As those who are reading this are probably aware, I just went through a funeral and small family gathering this past weekend as we buried my Baba, my grandmother.  There was one story in particular that was shared over the weekend by my cousin that sort of struck all of us.  It is a story that you might hear in a novel or war movie, but it is one that happened to my family years ago during World War II.  My Baba and my aunt were living in Austria at the time, waiting in a long line to buy bread at a store.  While in that line, my aunt, a child of 3 or 4, saw a doll in the window across the street from where they were standing in line.  She began pestering my grandmother about that doll saying she really needed it.  Baba attempted to put the issue to rest, trying ever different angle to either make her forget about the doll or convince her that they couldn't by it because they really needed to get the bread instead.  Both my aunt and Baba being stubborn and bullheaded, neither relented about their separate issue; bread or doll, bread or doll.  After what I can imagine was probably about ten minutes, my aunt pestered Baba enough that she relented, got out of the line that they had been standing in for a long time, and took her across the street to get the doll.  This was no small admittance on my Baba's part.  It would mean getting in the back of the line and waiting even longer to get the bread they had been waiting for.  As they were in the store buying the doll, a bomb was dropped, it landed across the street from them where they had been standing in line, and left a crater in the ground.  If it hadn't been for that doll perched just right in a shop window, I would not be here today, my parents wouldn't be here, my cousin and his family wouldn't be here.  To put it simply, our family line would have ended back in the 1940's in war torn Austria.  It struck home for me as to how lucky I am that may aunt was as stubborn and unrelenting as she was.  

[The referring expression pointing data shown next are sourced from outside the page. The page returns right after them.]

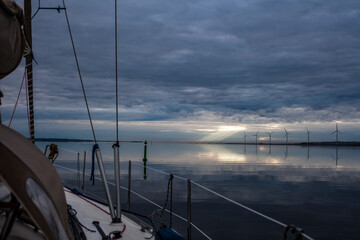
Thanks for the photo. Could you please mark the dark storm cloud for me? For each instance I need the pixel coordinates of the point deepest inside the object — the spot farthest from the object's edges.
(277, 60)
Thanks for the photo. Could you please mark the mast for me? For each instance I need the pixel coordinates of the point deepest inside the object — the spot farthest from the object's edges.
(28, 62)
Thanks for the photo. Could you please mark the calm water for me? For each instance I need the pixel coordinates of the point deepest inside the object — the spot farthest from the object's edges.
(316, 188)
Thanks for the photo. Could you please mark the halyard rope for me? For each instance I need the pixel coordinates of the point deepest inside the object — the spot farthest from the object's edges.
(78, 68)
(140, 196)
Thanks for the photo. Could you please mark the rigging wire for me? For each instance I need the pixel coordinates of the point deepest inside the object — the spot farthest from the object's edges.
(17, 100)
(27, 107)
(78, 68)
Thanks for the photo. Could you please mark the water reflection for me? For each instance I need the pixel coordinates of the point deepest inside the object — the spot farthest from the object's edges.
(315, 187)
(302, 156)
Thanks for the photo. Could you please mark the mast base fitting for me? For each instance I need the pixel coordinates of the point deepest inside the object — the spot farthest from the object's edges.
(116, 220)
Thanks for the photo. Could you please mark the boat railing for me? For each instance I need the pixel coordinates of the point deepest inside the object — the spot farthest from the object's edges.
(189, 184)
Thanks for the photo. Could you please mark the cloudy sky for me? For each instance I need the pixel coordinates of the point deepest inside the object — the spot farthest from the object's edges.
(196, 70)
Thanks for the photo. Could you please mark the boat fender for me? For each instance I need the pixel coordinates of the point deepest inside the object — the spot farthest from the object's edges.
(166, 233)
(296, 232)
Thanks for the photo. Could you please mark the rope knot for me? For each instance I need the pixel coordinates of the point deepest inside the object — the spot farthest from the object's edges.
(296, 232)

While not every family history has this type of story in it, every family has stories that illustrate how their own families got to where they are today.  Every family history is peppered with little idiosyncrasies, stories of a decision made at a fork in the road, of a loved one who survived an ordeal and persevered in the face of adversity.  The act of storytelling is an act of remembering and I feel it is vitally important to cement in our minds our own unique history so that we can share it with future generations.  As I was standing with my cousin on the sidewalk outside the church after funeral, we were talking about how lucky we are that Baba kept on getting up when life knocked her down and provided us with the opportunity to live such excellent lives in the United States.  She moved from the Ukraine to Austria to Chile to the States, each move fraught with unknowns.  Yet she did it.  Then we were joking about our lives and the impact we had on our future generations.  What "great" decisions did we make in our own lives that would shape our children and our grandchildren's lives.  The fact is, we will probably never know.  And our children and grandchildren will never know unless we share with them our own stories, the little nuances of our lives, the decisions we made.  It will be up to them to piece together their own narrative history of how they got to where they are.  But one thing is for sure, every decision we make now will have a lasting impact in one way or another on future generations.  We don't know what impact it will be, but we must remember and more importantly remember to share.